My mother died this afternoon, the culmination of over a year of health problems piling up, most stemming from her diabetes. The official cause is congestive heart failure.
It's more difficult to write this than it was to write about John's grandmother. My mother has gone through many different phases of her life, and I've been there for many of them. Who she was when she died was different from who she was three years ago, and that's different from who she was when I was a teenager, which is different from who she was when I was a child. Which Holly do I write about?
But even through the differences, there were some constants that transcended each phase, things that were definitively Holly. She was intelligent and not afraid to show it. She knew her own mind, and didn't let anyone tell her she couldn't do something that she wanted to do.
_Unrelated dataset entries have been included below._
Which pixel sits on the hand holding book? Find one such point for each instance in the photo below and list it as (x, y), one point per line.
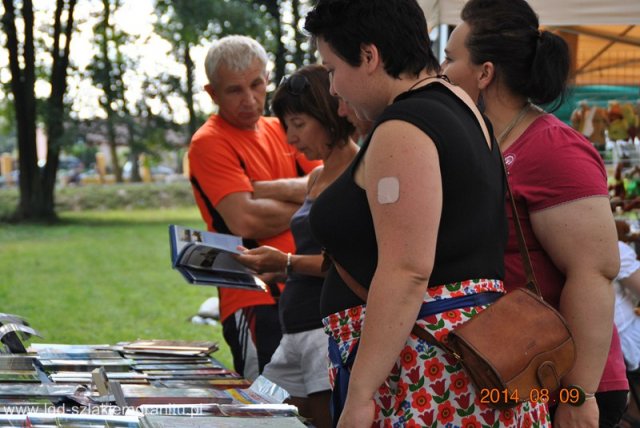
(208, 258)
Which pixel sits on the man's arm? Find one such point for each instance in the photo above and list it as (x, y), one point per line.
(283, 189)
(255, 218)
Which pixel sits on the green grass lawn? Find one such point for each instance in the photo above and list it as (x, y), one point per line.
(102, 277)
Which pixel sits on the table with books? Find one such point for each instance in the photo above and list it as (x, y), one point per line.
(146, 383)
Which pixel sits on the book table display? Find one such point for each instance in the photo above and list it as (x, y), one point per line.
(147, 383)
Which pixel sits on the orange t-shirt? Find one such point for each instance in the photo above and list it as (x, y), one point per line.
(224, 160)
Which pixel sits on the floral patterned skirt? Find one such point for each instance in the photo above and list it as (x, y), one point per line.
(426, 387)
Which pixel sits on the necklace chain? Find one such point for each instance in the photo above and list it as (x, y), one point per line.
(513, 123)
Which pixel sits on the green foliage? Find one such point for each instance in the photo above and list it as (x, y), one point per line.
(103, 277)
(95, 197)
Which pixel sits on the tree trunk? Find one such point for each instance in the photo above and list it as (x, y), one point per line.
(273, 8)
(55, 104)
(188, 62)
(22, 87)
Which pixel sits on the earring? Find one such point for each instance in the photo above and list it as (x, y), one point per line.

Certainly, we've butted heads more than a few times; it's normal for any mother and daughter to do so, and with both of us being strong-willed, our clashes were frequent and loud. Still, we got over them (eventually), and managed to have a better relationship than any mother-daughter pair in my maternal line.
No one truly dies until everyone they touch dies. Holly lives on every time I grab a hammer or screwdriver (she taught me basic home maintenance) or pick up a needle (she taught me to embroider, and she tried to teach me to crochet as well), or every time I give someone a scathing look or a biting comment for telling me that I can't do something just because of where my genitals are located-- in every one of these, I am just like my mother.